Cuando en 1938 Chaplin concibió El gran dictador, los totalitarismos europeos, el nazi y fascista, por un lado; el soviético-estalinista, por el otro, amenazaban seriamente la paz de Europa. Al mismo tiempo, la Guerra Civil española estaba en pleno apogeo. Así, a principios de 1939, Chaplin escribió el guion de trescientas páginas e inició el rodaje al día siguiente de la declaración de la Segunda Guerra Mundial. La intención era muy clara: criticar a los regímenes totalitarios entonces vigentes. Pero le faltaba el final de la cinta y, para ello, elaboró un discurso que le llevó tres meses de tiempo. Un discurso que aprovechó el Partido Comunista como panfleto propagandístico y que además, sería utilizado contra el propio Chaplin durante la caza de brujas.

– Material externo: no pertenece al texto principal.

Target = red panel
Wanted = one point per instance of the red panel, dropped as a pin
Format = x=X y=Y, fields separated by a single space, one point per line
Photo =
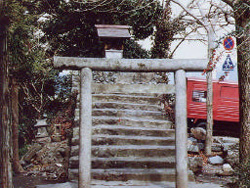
x=225 y=100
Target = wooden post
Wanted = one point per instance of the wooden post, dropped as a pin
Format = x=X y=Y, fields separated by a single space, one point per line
x=85 y=129
x=181 y=130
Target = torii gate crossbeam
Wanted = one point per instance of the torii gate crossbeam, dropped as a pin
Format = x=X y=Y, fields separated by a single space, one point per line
x=86 y=65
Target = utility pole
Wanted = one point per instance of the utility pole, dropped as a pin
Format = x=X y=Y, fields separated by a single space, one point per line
x=5 y=131
x=211 y=46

Obviamente, y al igual que ocurrió con “Ser o no ser” de Lubitsch (1940) su estreno, cuando el eje Roma-Berlín estaba en la mejor posición para ganar la Segunda Guerra Mundial, supuso una gran polémica. La prensa de Hearst la tachó de comunista, en algunos Estados de la Unión fue prohibida, así como casi en toda Europa y Argentina. En España no se exhibiría hasta la muerte de Franco. En la mayoría de los países es mutilada por la presión de la diplomacia alemana e italiana. Pero cuando Estados Unidos entra en guerra un año después, la película revive y se transforma en todo en éxito. No podía ser de otra manera.


Con argumento, guión, dirección, actuación y música a dos manos entre él y Meredith Willson, El gran dictador es una obra maestra de Chaplin .Posee una estética que recuerda al cine silente y sus reconstrucciones históricas, decorados y ambientación son extraordinarios. Perfectamente equilibrada, puesto que la poesía se mezcla con la sátira, el buen gusto con la denuncia cruel, el romanticismo con el más feroz de los fanatismos y, el lirismo con la caricatura. Pero ante todo está la defensa de los derechos humanos, del hombre corriente y común, de los tipos representados por el propio Charlot.


Repleta de escenas ingeniosas y míticas, como lo es la Hynkel baila con el globo terráqueo y, finalmente le explota en la cara o, la entrevista entre Hynkel y Napoloni, donde este visitante es colocado por su anfitrión en una silla más baja que la suya, para humillarle de antemano, esos seis minutos del discurso final son antológicos y un manifiesto contra las dictaduras de todos los tiempos, así como una reivindicación del humanismo que llega y nos emociona. Una película mítica, brillante e imperecedera del genio Chaplin, cómico y crítico con los totalitarismos de los años treinta al mismo tiempo.

Así, cuando la Unión Soviética pactaba con Hitler y los Ejércitos alemanes dominaban Europa y solo permanecía en pie Inglaterra, atrincherada en su isla y sometida a tremendos bombardeos, Chaplin luchaba por la libertad a través de su inagotable arte.